I think that comment is totally inappropriate.

am not sure if you are really thinking it was a nice compliment?? Surely not

it isnt a what can men say, poor things, scenario at all - it wouldnt be ok for anyone of any gender to say that

SueDonim Mon 10-May-21 22:12:18

I can’t imagine the ‘sandwich’ comment would have been acceptable even when I was young, which wasn’t yesterday. If a man said that to either of my dds I’d want to bop him! angry

Hithere Mon 10-May-21 20:16:04

Alegrias

Apparently it is very hard to grasp that concept.

Alegrias1 Mon 10-May-21 19:46:56

As for being seen as a possible perpetrator of horrible crimes against women at every turn so every word and action has to be analysed.

Message for men who are confused: Just don't talk to women as though they are dolly birds there for your entertainment. Try to imagine if you were somebody's dad, would you want some unknown man talking to your daughter or behaving like that?

Is it really so hard?

Lucca Mon 10-May-21 19:37:58

ClareAB

Lucca

Question, if a male acquaintance says “your hair suits you like that “. Is that ok ?if he says “you’ve lost weight !” Is that ok ?

Why is 'you've lost weight' ok?

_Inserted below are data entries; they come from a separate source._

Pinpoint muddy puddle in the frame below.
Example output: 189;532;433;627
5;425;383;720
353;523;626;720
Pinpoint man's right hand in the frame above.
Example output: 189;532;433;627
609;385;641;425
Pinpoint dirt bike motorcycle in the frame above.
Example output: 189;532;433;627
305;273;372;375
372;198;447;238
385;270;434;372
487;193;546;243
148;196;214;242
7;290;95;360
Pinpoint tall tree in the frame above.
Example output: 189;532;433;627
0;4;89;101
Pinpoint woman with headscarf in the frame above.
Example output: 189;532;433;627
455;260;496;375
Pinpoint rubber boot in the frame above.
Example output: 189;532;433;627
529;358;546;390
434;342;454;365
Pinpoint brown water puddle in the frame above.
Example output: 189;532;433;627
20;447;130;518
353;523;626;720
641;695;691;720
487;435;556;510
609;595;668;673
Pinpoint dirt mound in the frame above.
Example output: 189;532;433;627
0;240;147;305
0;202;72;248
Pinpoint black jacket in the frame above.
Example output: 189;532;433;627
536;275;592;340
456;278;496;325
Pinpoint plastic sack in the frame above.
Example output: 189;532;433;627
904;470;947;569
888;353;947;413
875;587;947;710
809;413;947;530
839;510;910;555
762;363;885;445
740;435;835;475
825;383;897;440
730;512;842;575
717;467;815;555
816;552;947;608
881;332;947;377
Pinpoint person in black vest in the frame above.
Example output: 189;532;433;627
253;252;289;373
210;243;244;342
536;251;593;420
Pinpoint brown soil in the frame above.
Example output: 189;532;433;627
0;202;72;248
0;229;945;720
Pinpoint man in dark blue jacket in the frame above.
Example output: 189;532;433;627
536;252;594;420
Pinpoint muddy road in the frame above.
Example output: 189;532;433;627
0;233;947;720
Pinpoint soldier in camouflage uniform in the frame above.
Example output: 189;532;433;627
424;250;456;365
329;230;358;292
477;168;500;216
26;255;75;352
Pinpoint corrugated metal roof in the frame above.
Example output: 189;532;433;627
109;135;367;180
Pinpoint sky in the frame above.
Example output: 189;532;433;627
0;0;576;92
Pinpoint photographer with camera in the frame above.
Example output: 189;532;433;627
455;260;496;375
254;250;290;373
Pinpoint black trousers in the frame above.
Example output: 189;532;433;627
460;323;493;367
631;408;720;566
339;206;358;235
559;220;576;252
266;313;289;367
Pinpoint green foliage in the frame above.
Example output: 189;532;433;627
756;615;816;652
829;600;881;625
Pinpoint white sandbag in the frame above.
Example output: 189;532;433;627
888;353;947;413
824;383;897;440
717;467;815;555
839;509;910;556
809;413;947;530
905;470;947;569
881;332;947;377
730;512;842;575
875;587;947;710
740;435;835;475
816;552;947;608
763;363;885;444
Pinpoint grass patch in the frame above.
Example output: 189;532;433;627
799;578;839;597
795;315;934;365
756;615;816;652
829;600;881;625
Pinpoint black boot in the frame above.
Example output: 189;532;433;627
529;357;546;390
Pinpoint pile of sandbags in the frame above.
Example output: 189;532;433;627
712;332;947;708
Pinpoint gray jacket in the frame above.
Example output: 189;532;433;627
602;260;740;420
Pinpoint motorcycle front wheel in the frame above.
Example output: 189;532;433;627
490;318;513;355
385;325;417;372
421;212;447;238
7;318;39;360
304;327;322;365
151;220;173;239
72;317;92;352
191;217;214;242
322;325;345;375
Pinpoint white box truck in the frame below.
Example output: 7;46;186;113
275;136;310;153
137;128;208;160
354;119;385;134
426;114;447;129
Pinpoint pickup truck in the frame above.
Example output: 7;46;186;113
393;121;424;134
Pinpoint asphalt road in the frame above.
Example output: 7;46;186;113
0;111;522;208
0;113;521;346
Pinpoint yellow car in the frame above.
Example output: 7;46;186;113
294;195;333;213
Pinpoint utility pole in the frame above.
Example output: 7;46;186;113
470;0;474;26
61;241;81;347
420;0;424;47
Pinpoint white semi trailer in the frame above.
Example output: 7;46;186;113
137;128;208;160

It is actually super rude. You're either suggesting that someone looks better slimmer or saying how fat you thought they were before.
it could be that someone is losing weight through illness.
I think if people were simply polite and made less judgmental, personal remarks, there would be far less angst about right and wrong. Polite or rude? Personal or private?

I was just asking! Personally I think the hair comment is ok but not the weight one. It’s too personal and body related. By commenting on my hair I don’t t see him as belittling my brain or competence and I would equally feel it ok to say to him I like your shirt or similar, or “you’re looking well”.
As I have spent a lot of time outdoors recently I am quite healthy looking and people have commented that I look well. I am happy to hear it, from either men or women.

Lovetopaint037 Mon 10-May-21 19:33:13

I have often felt sorry for men. They won’t ask the way if they are looking for somewhere. They have to win the father’s race on their children’s sport day. They wouldn’t dream of asking someone to see them out of a parking tight spot. If they don’t work it is more of a problem than that of women. When doing other jobs around the house they strive to be seen as capable. Whereas I wouldn’t hesitate to be bothered by any of these situations. Yes, it’s hard being a man. As for being seen as a possible perpetrator of horrible crimes against women at every turn so every word and action has to be analysed.

Alegrias1 Mon 10-May-21 19:09:39

It is generational to some extent Sago, but my 86 year old DF would never dream of telling a woman in a shop that the sandwich she was buying would make her fat, or that her figure was lovely.

Its more about boundaries. Or just not thinking those things in the first place.